Obtaining a licence typically takes a few years. “Experience has shown that it will be dramatically affected by the [proponent’s] capability of submitting adequate and complete information on day one,” Mr. Carrier said.
Only one SMR has so far commenced a full licensing review: Ottawa-based Global First Power Ltd. submitted documentation for its Micro Modular Reactor in March.
The Union of Concerned Scientists, a long-time opponent of nuclear power, released a study in March which concluded that SMR designs, including molten salt reactors, are no safer than previous designs. It therefore urged regulators to maintain current requirements.
“The intense scrutiny, from policy makers and the public – given the safety and security angle combined with a nascent technology – will likely cause delays and conflicts” for SMR developers, lawyers from global law firm White & Case predicted in a recent commentary.
In short, SMRs’ future depends to a large extent on vendors delivering hard proof supporting their most ambitious promises about safety, efficiency, cost and other matters…….. a late arrival by SMRs could consign them to irrelevance.
And right now, many observers regard them as too speculative to factor into forecasts. The federal government’s own Canada Energy Regulator projects the amount of power generated by nuclear reactors in Canada will continue on a declining trend.
Dennis Langren is a regulatory lawyer with Stikeman Elliott. He says the earliest deployments of SMRs in Canada are at least a decade off
Paris-based Mycle Schneider Consulting has reviewed the status of global SMR development three times since 2015.

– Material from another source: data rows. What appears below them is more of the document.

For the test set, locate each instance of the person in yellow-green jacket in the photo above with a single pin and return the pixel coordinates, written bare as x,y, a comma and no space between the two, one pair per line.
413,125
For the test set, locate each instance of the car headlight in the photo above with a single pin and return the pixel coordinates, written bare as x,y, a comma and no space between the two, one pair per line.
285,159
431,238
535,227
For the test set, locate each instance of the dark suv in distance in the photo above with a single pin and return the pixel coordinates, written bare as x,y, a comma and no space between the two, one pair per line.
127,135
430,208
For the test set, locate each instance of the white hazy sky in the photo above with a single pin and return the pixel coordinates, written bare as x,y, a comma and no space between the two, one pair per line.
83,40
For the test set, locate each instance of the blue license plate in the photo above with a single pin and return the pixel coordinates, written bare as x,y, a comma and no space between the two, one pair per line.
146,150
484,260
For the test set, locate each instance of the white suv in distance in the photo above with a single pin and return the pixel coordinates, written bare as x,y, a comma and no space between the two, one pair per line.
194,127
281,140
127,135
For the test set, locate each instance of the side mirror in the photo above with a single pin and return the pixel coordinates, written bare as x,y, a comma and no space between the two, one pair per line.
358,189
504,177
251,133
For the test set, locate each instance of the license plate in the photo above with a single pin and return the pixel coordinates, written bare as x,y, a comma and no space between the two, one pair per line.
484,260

In the firm’s most recent review, published in September, 2020, it found little had changed over the period.
“Overall, there are few signs that would hint at a major breakthrough for SMRs, either with regard to the technology or with regard to the commercial side,” the firm observed.
“Delays, poor economics, and the increased availability of low-carbon alternatives at rapidly decreasing cost plague these technologies as well, and there is no need to wait with bated breath for SMRs to be deployed.”
Ralph Torrie is a partner at Torrie Smith Associates, an energy and environmental consultancy. He says he’s focused on power generation options that can be built this decade to address a warming climate – a criterion that, in his view, disqualifies SMRs.“They’re a long way off.”